Cisco SFS InfiniBand Redundancy Configuration Guide, Release 2.10
Subnet Manager Redundancy

Table Of Contents

Subnet Manager Redundancy

Embedded Subnet Manager

High-Performance Subnet Manager

Setting up Master and Standby Subnet Managers

Setting up Master and Standby Subnet Managers Using Embedded Subnet Managers

Setting up Master and Standby Subnet Managers with High-Performance Subnet Managers

Setting Up Database Synchronization

Setting up Database Synchronization for Embedded Subnet Managers

Setting up Database Synchronization for High-Performance Subnet Managers


Subnet Manager Redundancy


This chapter describes Subnet Manager redundancy and includes the following sections:

Embedded Subnet Manager

High-Performance Subnet Manager

Setting up Master and Standby Subnet Managers

Setting Up Database Synchronization


Note For expansions of acronyms and abbreviations used in this publication, see "Acronyms and Abbreviations."

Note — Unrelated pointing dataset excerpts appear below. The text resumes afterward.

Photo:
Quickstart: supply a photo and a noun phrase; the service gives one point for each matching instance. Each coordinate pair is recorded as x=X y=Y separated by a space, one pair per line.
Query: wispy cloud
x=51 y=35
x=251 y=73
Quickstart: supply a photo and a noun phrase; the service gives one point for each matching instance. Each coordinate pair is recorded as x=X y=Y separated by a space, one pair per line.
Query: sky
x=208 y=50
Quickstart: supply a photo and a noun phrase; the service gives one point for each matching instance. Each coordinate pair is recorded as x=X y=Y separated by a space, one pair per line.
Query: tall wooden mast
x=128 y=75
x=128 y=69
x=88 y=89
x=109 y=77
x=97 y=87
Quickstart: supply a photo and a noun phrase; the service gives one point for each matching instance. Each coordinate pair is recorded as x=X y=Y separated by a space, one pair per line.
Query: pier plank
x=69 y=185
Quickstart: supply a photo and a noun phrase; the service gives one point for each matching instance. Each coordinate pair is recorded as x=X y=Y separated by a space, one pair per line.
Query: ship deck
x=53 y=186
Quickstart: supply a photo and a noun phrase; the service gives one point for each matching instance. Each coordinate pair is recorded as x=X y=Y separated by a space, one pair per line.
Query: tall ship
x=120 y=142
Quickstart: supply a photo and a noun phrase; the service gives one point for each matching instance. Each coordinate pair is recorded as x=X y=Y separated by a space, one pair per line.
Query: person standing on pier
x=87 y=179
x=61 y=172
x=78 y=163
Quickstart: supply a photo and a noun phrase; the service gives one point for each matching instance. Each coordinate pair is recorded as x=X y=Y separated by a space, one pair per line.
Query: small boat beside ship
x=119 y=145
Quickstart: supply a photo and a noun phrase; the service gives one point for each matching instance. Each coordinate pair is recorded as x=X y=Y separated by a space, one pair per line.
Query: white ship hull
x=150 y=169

Cisco Subnet Managers support redundancy as described in the IB specifications. There is a master Subnet Manager and there are one or more standby Subnet Managers. In the event that something happens to the master Subnet Manager, the next-in-line standby Subnet Manager assumes control of the IB fabric.

There are two types of Cisco Subnet Managers. They are as follows:

Embedded Subnet Manager

High-Performance Subnet Manager

The Embedded Subnet Manager runs on a chassis, and the High-Performance Subnet Manager runs on hosts. Both types of Subnet Managers support the IB standard master/standby failover between each other.

The Cisco Subnet Managers have a proprietary database synchronization protocol that synchronizes important data between the master Subnet Manager and one or more standby Subnet Managers. This provides high-availability redundancy, enabling a database synchronized standby Subnet Manager to assume control as master without disrupting the IB fabric.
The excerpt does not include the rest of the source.